In a few years, the journalist has become the voice of a range of fights: the PMA, the MeToo movement, LGBT + rights.

Without forgetting the fight against patriarchy.

“The power is in a few hairs,” she recalls, proudly.

A feminist activist in the La Barbe collective, she was elected on behalf of EELV in the 12th arrondissement last June and made the first Paris Council of Anne Hidalgo's term of office, season 2, waltz in a few seconds.

On the occasion of the release of her book

Le genie lesbien

(Grasset) this Wednesday, she answered questions from

20 Minutes,

where she was a journalist until 2015 (see box).

On July 24, on the occasion of the first Council of Paris, you shouted “Shame!

"On the benches of the town hall when the prefect of police, Didier Lallement, decides to express a" republican salute "to the address of Christophe Girard giving rise to a tribute from almost the entire assembly .

How did you feel at that precise moment?

I was very surprised.

I was not expecting that at all.

I thought they were going to keep a low profile and finally there is the intervention of Prefect Lallement, who is out of his role, and who even eliminates on this occasion a topical question on a LBD shot asked by an elected representative.

My reaction is spontaneous.

I shout “Shame!

".

Which is not trivial.

These are the same words as Adèle Haenel at the César, because we are facing the same system.

While there is a feminist fight which is carried out and which relates to pedophilia, a room supports a camp which tries to maintain a leaden cover and applauds.

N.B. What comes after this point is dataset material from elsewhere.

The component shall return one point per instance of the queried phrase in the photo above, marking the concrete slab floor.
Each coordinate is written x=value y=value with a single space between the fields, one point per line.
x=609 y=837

It is horrible what they did.

Since then, have you been able to discuss with the mayor of Paris, Anne Hidalgo and in what state of mind are you a few days before the opening of a new Council of Paris?

I sent Anne Hidalgo a copy of my autographed book, offering to see her.

I haven't had any feedback.

But I owe to the past observation of the incessant attacks against Anne Hidalgo my conviction that it is always better to avoid, as a feminist activist, attacking a woman in a position of power.

Others are already doing it for me and it contributes to sexism.

But the situation has not improved.

There was no discussion or support in the face of cyberstalking of which I was the target, socialist elected representatives even contributed to it.

Some have used fascosphere methods with truncated videos.

Still others admitted that they were ashamed to stand up.

But in reality, Raphaëlle Rémy-Leleu and I are still excluded from the majority and they refuse to sit in cultural organizations on which we are entitled to sit.

Our names, for example, have been deleted at Tipp-Ex.

It's always the same system: when people dare to speak, we choke them, we crush them, we exfiltrate them.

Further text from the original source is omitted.